Me acerque al puesto de periódicos más próximo y compre un cigarro Marlboro
suelto, de 4 varos, me senté en una jardinera a las afueras de la estación del metro y lo
fume sin esperar encontrar alguna dirección que tomar. De pronto, un bus amarillo,
como de colegio privado, sin pasajero alguno, giro frente a mí y a su costado alcancé a leer
Miraflores en letras bolt negras. Al toque imagine el Parque Kenedy, las galerías y churrerías de la Avenida de la
Peruanidad, las carretillas con butifarras, deliciosos picarones y asquerosa mazamorra
morada, la vieja tienda de tabaco donde conocí los Cigarros Inca, el paseo de
los pintores y el anfiteatro donde la gente bailaba al ritmo de las guitarras y
los cajones peruanos. Imaginé también la sección de literatura en la librería La Familia que esta sobre la Avenida Oscar R.
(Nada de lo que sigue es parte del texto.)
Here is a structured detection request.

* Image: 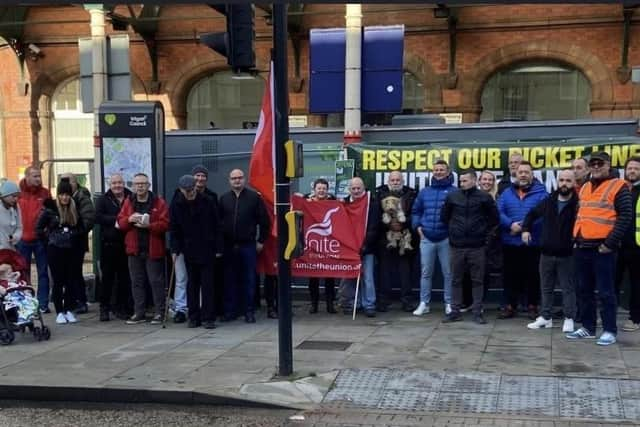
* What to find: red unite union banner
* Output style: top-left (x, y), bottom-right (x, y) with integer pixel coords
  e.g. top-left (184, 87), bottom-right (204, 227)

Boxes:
top-left (291, 194), bottom-right (369, 279)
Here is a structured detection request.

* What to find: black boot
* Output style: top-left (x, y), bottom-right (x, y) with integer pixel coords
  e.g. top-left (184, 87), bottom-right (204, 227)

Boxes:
top-left (325, 279), bottom-right (337, 313)
top-left (99, 306), bottom-right (110, 322)
top-left (309, 279), bottom-right (320, 314)
top-left (309, 302), bottom-right (318, 314)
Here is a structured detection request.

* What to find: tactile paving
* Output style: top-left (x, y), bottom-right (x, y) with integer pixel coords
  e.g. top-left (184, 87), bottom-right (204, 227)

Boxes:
top-left (378, 390), bottom-right (438, 411)
top-left (500, 375), bottom-right (558, 397)
top-left (498, 392), bottom-right (558, 417)
top-left (333, 368), bottom-right (390, 389)
top-left (385, 369), bottom-right (445, 391)
top-left (323, 387), bottom-right (382, 408)
top-left (559, 378), bottom-right (620, 399)
top-left (619, 379), bottom-right (640, 399)
top-left (441, 372), bottom-right (500, 394)
top-left (559, 397), bottom-right (624, 419)
top-left (436, 392), bottom-right (498, 413)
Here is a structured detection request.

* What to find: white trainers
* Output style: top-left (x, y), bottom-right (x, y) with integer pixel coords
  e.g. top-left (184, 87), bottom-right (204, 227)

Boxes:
top-left (445, 304), bottom-right (452, 315)
top-left (622, 320), bottom-right (640, 332)
top-left (562, 318), bottom-right (575, 333)
top-left (527, 316), bottom-right (552, 329)
top-left (64, 311), bottom-right (78, 323)
top-left (413, 302), bottom-right (430, 316)
top-left (55, 313), bottom-right (67, 324)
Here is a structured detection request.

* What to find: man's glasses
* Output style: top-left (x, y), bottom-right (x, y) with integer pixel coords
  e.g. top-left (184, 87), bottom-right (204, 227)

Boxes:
top-left (133, 182), bottom-right (149, 186)
top-left (230, 176), bottom-right (244, 180)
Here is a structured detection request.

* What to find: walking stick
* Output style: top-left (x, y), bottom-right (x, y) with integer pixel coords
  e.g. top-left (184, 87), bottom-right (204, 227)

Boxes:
top-left (352, 274), bottom-right (361, 321)
top-left (162, 260), bottom-right (176, 329)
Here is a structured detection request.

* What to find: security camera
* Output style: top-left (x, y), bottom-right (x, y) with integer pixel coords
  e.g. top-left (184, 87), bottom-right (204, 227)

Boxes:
top-left (28, 44), bottom-right (41, 55)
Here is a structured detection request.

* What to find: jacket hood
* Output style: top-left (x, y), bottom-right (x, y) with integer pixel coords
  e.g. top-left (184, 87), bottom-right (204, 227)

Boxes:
top-left (430, 174), bottom-right (454, 188)
top-left (19, 178), bottom-right (44, 194)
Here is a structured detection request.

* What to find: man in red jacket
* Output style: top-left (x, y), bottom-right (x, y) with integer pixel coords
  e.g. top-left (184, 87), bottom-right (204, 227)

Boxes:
top-left (17, 166), bottom-right (52, 312)
top-left (116, 173), bottom-right (169, 325)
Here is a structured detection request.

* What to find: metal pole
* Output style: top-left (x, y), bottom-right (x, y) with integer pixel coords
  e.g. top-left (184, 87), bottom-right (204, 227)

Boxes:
top-left (344, 4), bottom-right (362, 144)
top-left (273, 3), bottom-right (293, 377)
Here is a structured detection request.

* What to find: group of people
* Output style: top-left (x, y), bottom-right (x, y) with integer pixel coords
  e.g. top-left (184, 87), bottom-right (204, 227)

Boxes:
top-left (0, 150), bottom-right (638, 346)
top-left (331, 150), bottom-right (635, 347)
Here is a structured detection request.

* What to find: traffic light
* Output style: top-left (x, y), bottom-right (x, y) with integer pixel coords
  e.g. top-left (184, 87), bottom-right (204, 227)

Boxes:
top-left (200, 4), bottom-right (255, 73)
top-left (284, 140), bottom-right (304, 178)
top-left (284, 211), bottom-right (304, 260)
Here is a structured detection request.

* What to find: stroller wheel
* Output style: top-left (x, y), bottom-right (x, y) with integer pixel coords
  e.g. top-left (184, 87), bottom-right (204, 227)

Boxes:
top-left (42, 326), bottom-right (51, 341)
top-left (0, 329), bottom-right (15, 345)
top-left (32, 326), bottom-right (42, 341)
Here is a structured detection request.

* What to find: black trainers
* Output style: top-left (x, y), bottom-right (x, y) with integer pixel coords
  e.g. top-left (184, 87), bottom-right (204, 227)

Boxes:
top-left (99, 307), bottom-right (110, 322)
top-left (39, 306), bottom-right (51, 314)
top-left (188, 319), bottom-right (201, 328)
top-left (365, 309), bottom-right (376, 318)
top-left (245, 313), bottom-right (256, 323)
top-left (173, 311), bottom-right (187, 324)
top-left (442, 312), bottom-right (463, 323)
top-left (74, 303), bottom-right (89, 314)
top-left (126, 314), bottom-right (146, 325)
top-left (267, 308), bottom-right (278, 319)
top-left (472, 313), bottom-right (487, 325)
top-left (203, 321), bottom-right (216, 329)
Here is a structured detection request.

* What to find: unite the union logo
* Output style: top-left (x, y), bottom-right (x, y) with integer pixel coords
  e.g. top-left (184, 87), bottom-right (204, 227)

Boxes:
top-left (305, 206), bottom-right (341, 254)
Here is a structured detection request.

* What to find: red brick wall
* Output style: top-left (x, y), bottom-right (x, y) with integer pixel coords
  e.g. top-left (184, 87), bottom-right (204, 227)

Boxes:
top-left (0, 4), bottom-right (638, 179)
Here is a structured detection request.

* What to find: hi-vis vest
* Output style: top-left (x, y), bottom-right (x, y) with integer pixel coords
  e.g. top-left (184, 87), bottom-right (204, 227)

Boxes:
top-left (573, 178), bottom-right (626, 240)
top-left (636, 195), bottom-right (640, 246)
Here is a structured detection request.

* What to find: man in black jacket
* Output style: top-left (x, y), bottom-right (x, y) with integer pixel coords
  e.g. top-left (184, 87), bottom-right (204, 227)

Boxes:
top-left (337, 177), bottom-right (380, 317)
top-left (219, 169), bottom-right (270, 323)
top-left (522, 169), bottom-right (578, 333)
top-left (376, 171), bottom-right (417, 312)
top-left (95, 173), bottom-right (132, 321)
top-left (617, 156), bottom-right (640, 332)
top-left (441, 169), bottom-right (498, 324)
top-left (170, 175), bottom-right (222, 329)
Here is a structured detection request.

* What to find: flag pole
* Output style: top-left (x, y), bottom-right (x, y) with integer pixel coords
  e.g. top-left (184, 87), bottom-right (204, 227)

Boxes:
top-left (273, 3), bottom-right (293, 377)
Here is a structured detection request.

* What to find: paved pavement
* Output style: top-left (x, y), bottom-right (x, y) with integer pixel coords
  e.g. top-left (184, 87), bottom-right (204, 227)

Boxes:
top-left (1, 302), bottom-right (640, 425)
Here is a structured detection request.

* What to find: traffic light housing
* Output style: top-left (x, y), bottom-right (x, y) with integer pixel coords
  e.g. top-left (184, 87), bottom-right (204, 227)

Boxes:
top-left (284, 140), bottom-right (304, 178)
top-left (200, 4), bottom-right (255, 73)
top-left (284, 211), bottom-right (304, 260)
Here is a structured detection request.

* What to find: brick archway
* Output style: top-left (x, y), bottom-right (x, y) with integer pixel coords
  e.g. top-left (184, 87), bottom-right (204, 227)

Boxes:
top-left (404, 53), bottom-right (442, 111)
top-left (164, 54), bottom-right (269, 130)
top-left (460, 40), bottom-right (614, 121)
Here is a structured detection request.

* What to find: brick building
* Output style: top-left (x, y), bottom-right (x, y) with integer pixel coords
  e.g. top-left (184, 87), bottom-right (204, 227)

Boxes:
top-left (0, 3), bottom-right (639, 183)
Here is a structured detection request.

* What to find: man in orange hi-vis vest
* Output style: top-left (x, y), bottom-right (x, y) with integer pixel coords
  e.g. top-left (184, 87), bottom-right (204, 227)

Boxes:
top-left (568, 151), bottom-right (632, 346)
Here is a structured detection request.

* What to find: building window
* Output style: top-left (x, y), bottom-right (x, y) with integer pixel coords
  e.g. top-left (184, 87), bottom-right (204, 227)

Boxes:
top-left (187, 71), bottom-right (265, 129)
top-left (480, 63), bottom-right (591, 121)
top-left (326, 71), bottom-right (424, 127)
top-left (51, 78), bottom-right (93, 189)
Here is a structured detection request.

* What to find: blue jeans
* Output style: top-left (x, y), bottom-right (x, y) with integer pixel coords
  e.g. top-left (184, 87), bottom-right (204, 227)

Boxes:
top-left (17, 240), bottom-right (50, 308)
top-left (223, 243), bottom-right (257, 317)
top-left (575, 247), bottom-right (617, 335)
top-left (173, 253), bottom-right (188, 313)
top-left (419, 237), bottom-right (452, 305)
top-left (338, 254), bottom-right (376, 311)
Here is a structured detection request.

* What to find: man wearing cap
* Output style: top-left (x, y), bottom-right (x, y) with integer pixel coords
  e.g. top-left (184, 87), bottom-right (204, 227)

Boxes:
top-left (170, 175), bottom-right (222, 329)
top-left (17, 166), bottom-right (52, 312)
top-left (219, 169), bottom-right (270, 323)
top-left (568, 151), bottom-right (632, 345)
top-left (117, 172), bottom-right (170, 325)
top-left (0, 180), bottom-right (22, 250)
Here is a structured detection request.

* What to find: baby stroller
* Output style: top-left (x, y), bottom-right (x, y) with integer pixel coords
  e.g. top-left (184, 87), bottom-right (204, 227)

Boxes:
top-left (0, 249), bottom-right (50, 345)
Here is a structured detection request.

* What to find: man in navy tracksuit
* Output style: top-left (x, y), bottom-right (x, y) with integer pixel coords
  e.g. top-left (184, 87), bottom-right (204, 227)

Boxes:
top-left (497, 160), bottom-right (548, 320)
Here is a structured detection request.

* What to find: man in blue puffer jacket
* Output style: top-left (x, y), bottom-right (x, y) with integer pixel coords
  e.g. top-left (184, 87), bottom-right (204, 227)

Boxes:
top-left (411, 159), bottom-right (457, 316)
top-left (497, 160), bottom-right (548, 320)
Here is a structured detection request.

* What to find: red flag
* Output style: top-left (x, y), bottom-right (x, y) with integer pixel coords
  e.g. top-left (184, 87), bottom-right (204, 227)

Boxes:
top-left (249, 62), bottom-right (277, 274)
top-left (249, 61), bottom-right (275, 211)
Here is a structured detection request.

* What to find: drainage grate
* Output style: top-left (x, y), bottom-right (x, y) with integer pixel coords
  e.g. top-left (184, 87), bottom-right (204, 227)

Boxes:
top-left (559, 378), bottom-right (620, 399)
top-left (498, 393), bottom-right (558, 417)
top-left (378, 390), bottom-right (438, 411)
top-left (441, 372), bottom-right (500, 394)
top-left (436, 392), bottom-right (498, 413)
top-left (296, 340), bottom-right (352, 351)
top-left (559, 397), bottom-right (624, 419)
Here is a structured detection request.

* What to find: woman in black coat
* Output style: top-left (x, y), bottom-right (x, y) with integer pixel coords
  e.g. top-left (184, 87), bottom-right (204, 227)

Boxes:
top-left (36, 179), bottom-right (85, 325)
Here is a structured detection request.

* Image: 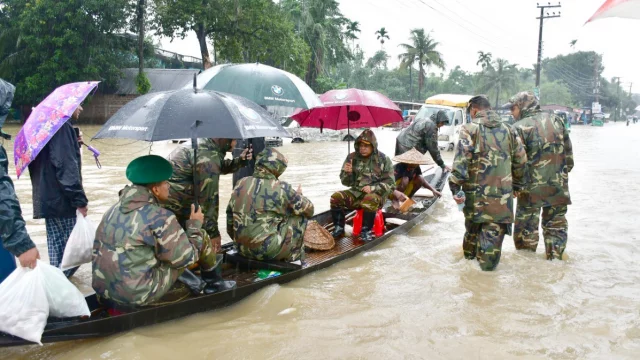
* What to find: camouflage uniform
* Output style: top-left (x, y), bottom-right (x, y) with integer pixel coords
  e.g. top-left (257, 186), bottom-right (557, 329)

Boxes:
top-left (449, 110), bottom-right (527, 271)
top-left (226, 148), bottom-right (314, 262)
top-left (510, 92), bottom-right (573, 260)
top-left (163, 139), bottom-right (248, 238)
top-left (330, 129), bottom-right (395, 212)
top-left (92, 185), bottom-right (216, 307)
top-left (395, 112), bottom-right (448, 169)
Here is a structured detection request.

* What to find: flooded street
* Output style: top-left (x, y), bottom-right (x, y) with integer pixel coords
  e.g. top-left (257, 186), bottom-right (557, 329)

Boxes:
top-left (2, 122), bottom-right (640, 359)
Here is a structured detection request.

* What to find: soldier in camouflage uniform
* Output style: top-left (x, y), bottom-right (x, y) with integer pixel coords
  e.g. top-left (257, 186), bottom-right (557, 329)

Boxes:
top-left (226, 148), bottom-right (314, 262)
top-left (92, 155), bottom-right (232, 308)
top-left (449, 95), bottom-right (527, 271)
top-left (330, 129), bottom-right (395, 242)
top-left (506, 91), bottom-right (574, 260)
top-left (396, 110), bottom-right (451, 172)
top-left (163, 138), bottom-right (252, 251)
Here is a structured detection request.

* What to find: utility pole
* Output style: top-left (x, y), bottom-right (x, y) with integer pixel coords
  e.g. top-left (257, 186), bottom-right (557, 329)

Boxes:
top-left (535, 2), bottom-right (561, 97)
top-left (592, 54), bottom-right (600, 122)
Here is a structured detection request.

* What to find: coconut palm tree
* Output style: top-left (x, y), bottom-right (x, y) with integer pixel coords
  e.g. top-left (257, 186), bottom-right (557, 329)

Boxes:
top-left (366, 50), bottom-right (389, 70)
top-left (480, 58), bottom-right (518, 108)
top-left (345, 20), bottom-right (360, 50)
top-left (375, 27), bottom-right (390, 49)
top-left (398, 28), bottom-right (445, 100)
top-left (476, 51), bottom-right (493, 70)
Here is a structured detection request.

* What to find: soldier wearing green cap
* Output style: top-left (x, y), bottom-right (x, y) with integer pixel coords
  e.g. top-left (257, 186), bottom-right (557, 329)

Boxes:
top-left (92, 155), bottom-right (233, 308)
top-left (505, 91), bottom-right (574, 260)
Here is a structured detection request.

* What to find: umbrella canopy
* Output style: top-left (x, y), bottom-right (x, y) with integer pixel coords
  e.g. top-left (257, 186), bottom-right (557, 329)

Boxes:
top-left (13, 81), bottom-right (99, 178)
top-left (586, 0), bottom-right (640, 23)
top-left (93, 88), bottom-right (290, 142)
top-left (290, 88), bottom-right (403, 130)
top-left (195, 63), bottom-right (322, 110)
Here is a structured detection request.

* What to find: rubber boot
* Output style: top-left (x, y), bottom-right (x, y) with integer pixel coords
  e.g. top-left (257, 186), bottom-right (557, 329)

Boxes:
top-left (201, 265), bottom-right (237, 294)
top-left (360, 211), bottom-right (377, 242)
top-left (177, 269), bottom-right (206, 295)
top-left (331, 209), bottom-right (345, 238)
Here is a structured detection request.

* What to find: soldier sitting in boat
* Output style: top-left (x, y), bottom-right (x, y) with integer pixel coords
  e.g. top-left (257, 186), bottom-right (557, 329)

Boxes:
top-left (226, 148), bottom-right (314, 263)
top-left (330, 129), bottom-right (395, 242)
top-left (92, 155), bottom-right (227, 309)
top-left (389, 148), bottom-right (442, 209)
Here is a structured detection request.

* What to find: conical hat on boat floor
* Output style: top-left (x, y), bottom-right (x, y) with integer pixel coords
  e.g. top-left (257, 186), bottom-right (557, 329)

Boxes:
top-left (392, 148), bottom-right (435, 165)
top-left (304, 221), bottom-right (335, 251)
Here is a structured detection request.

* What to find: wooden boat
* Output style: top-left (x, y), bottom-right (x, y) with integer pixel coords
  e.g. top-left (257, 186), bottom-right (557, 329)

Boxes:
top-left (0, 169), bottom-right (447, 347)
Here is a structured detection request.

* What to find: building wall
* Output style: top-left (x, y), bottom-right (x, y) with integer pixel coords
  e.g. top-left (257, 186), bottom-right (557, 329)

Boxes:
top-left (80, 94), bottom-right (138, 124)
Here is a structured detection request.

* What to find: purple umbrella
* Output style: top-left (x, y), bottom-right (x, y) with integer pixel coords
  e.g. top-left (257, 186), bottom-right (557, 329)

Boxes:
top-left (13, 81), bottom-right (99, 178)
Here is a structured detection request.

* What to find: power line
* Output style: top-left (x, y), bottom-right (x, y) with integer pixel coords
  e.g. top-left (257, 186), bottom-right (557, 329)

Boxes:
top-left (535, 2), bottom-right (562, 89)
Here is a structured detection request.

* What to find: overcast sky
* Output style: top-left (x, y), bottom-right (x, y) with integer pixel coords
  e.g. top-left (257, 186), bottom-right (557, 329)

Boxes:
top-left (159, 0), bottom-right (639, 92)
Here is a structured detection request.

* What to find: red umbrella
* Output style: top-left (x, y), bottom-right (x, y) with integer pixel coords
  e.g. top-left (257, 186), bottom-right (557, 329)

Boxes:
top-left (586, 0), bottom-right (640, 23)
top-left (290, 88), bottom-right (403, 152)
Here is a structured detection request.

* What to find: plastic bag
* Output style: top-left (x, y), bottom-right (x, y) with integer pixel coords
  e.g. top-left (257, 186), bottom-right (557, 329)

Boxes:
top-left (40, 262), bottom-right (90, 318)
top-left (60, 210), bottom-right (97, 271)
top-left (0, 265), bottom-right (49, 345)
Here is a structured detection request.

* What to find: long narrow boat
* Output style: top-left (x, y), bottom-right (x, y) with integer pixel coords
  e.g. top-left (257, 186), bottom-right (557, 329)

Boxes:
top-left (0, 169), bottom-right (447, 347)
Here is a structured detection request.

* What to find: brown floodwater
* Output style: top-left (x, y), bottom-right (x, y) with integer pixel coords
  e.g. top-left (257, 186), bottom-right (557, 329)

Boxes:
top-left (1, 123), bottom-right (639, 359)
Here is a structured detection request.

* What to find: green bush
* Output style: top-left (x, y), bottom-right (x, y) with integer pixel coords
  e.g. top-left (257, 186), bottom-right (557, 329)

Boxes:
top-left (135, 72), bottom-right (151, 95)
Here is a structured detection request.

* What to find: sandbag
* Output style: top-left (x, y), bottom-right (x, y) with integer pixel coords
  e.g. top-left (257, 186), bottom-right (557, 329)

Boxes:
top-left (40, 262), bottom-right (90, 318)
top-left (60, 210), bottom-right (97, 271)
top-left (0, 265), bottom-right (49, 345)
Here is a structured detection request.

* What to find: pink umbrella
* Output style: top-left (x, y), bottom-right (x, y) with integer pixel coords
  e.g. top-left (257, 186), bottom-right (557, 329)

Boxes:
top-left (14, 81), bottom-right (99, 178)
top-left (586, 0), bottom-right (640, 23)
top-left (290, 88), bottom-right (403, 152)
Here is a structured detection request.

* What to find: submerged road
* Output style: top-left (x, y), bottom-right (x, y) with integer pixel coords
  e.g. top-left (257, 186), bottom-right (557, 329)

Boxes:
top-left (1, 122), bottom-right (639, 359)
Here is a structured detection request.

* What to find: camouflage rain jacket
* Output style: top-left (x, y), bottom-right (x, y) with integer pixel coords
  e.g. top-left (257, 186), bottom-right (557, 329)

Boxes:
top-left (396, 117), bottom-right (445, 168)
top-left (163, 139), bottom-right (248, 238)
top-left (92, 185), bottom-right (204, 306)
top-left (226, 149), bottom-right (314, 257)
top-left (340, 129), bottom-right (395, 199)
top-left (449, 110), bottom-right (527, 224)
top-left (512, 109), bottom-right (573, 208)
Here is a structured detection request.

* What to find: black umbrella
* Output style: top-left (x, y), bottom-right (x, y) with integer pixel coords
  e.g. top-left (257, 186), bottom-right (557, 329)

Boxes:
top-left (93, 81), bottom-right (290, 206)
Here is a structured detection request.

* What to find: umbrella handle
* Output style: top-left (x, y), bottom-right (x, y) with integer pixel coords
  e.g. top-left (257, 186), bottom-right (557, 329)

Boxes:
top-left (191, 120), bottom-right (202, 211)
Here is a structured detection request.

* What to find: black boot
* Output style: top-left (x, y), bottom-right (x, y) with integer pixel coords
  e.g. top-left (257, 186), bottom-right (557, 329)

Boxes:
top-left (178, 269), bottom-right (206, 295)
top-left (201, 265), bottom-right (237, 295)
top-left (360, 211), bottom-right (377, 242)
top-left (331, 209), bottom-right (345, 238)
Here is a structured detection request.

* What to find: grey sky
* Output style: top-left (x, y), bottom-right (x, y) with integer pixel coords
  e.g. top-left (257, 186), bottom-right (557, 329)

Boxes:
top-left (160, 0), bottom-right (638, 90)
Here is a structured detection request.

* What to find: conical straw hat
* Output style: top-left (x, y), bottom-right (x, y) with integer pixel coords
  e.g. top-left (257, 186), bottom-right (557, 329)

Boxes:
top-left (392, 147), bottom-right (435, 165)
top-left (304, 221), bottom-right (335, 251)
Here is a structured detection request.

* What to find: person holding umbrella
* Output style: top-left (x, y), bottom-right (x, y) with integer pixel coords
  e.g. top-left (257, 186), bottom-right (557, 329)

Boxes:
top-left (15, 82), bottom-right (99, 278)
top-left (395, 110), bottom-right (451, 172)
top-left (330, 129), bottom-right (395, 242)
top-left (162, 138), bottom-right (251, 292)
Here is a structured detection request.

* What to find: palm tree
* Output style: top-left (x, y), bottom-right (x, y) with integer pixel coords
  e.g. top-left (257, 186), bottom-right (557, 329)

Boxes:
top-left (569, 39), bottom-right (577, 49)
top-left (398, 29), bottom-right (445, 100)
top-left (480, 58), bottom-right (518, 108)
top-left (366, 50), bottom-right (389, 70)
top-left (375, 27), bottom-right (390, 49)
top-left (345, 20), bottom-right (360, 49)
top-left (476, 51), bottom-right (492, 70)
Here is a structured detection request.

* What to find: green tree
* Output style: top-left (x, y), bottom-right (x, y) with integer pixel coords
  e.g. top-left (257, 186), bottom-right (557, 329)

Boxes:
top-left (542, 51), bottom-right (601, 107)
top-left (480, 58), bottom-right (518, 107)
top-left (476, 51), bottom-right (492, 70)
top-left (282, 0), bottom-right (351, 90)
top-left (366, 50), bottom-right (389, 70)
top-left (539, 81), bottom-right (573, 106)
top-left (375, 27), bottom-right (389, 49)
top-left (398, 29), bottom-right (445, 101)
top-left (0, 0), bottom-right (131, 105)
top-left (345, 20), bottom-right (360, 49)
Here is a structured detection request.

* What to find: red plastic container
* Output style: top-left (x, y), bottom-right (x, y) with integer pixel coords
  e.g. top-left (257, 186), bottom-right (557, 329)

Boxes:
top-left (352, 209), bottom-right (385, 237)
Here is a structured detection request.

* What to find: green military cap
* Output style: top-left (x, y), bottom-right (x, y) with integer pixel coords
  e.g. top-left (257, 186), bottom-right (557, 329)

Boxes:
top-left (126, 155), bottom-right (173, 185)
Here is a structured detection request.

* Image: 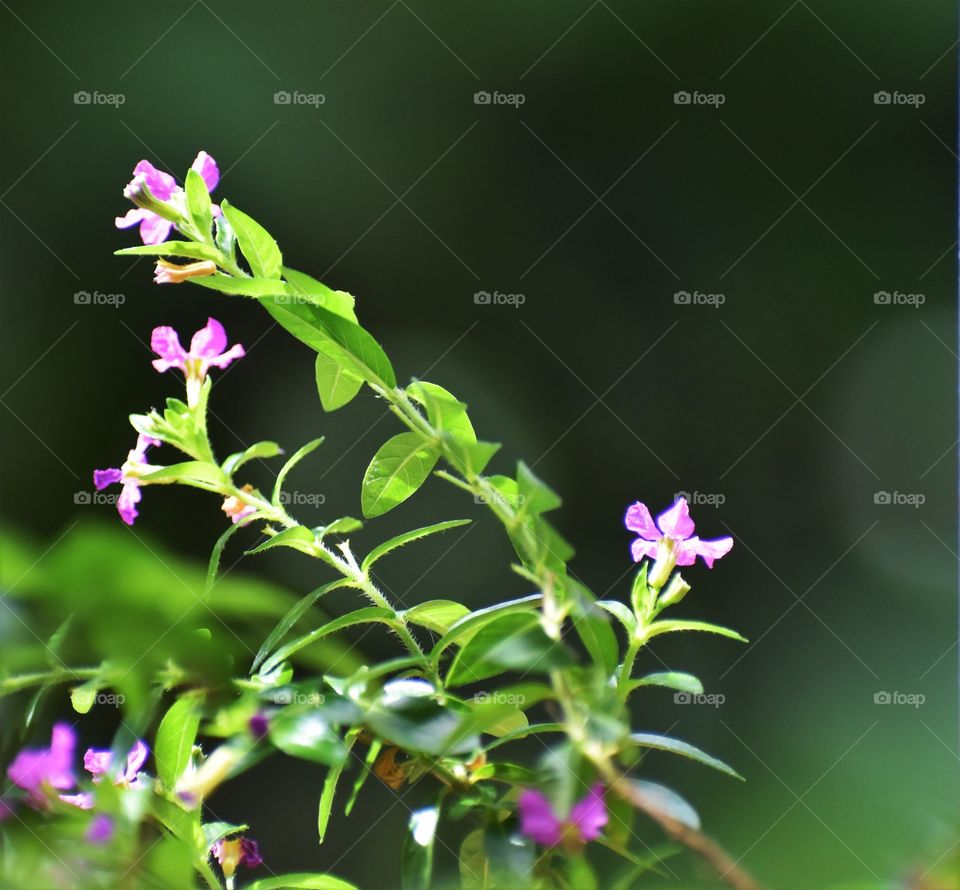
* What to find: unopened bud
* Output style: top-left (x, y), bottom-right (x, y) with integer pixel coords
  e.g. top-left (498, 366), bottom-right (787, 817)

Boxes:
top-left (154, 259), bottom-right (217, 285)
top-left (659, 573), bottom-right (691, 607)
top-left (123, 175), bottom-right (183, 222)
top-left (647, 539), bottom-right (676, 590)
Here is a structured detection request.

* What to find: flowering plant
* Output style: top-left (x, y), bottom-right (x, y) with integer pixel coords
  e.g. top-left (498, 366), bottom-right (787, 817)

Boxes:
top-left (0, 151), bottom-right (759, 890)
Benavides y el libro de Ribeyro que
nunca pude comprar. Saboreé una hamburguesa doble Royal de Bembos, acompañada de una Inca
Cola grande, bien helada, sentí en mi rostro la garúa del anochecer, arriba de un puente de la Ricardo Palma. En
verdad que le hubiera dado al chofer todos los pesos que llevaba en la
billetera para que me trasladara al Miraflores de Lima. Sin embargo, sólo vi
como el autobús se alejó por la avenida Pino Suárez y se perdió entre las luces en verde de los
semáforos y la estampida de automóviles que marchaban ceremoniosamente hacia el sur de la ciudad. En cuanto a mí, solté la última bocanada y descendí a las
profundidades del hormiguero, para poder volver a casa.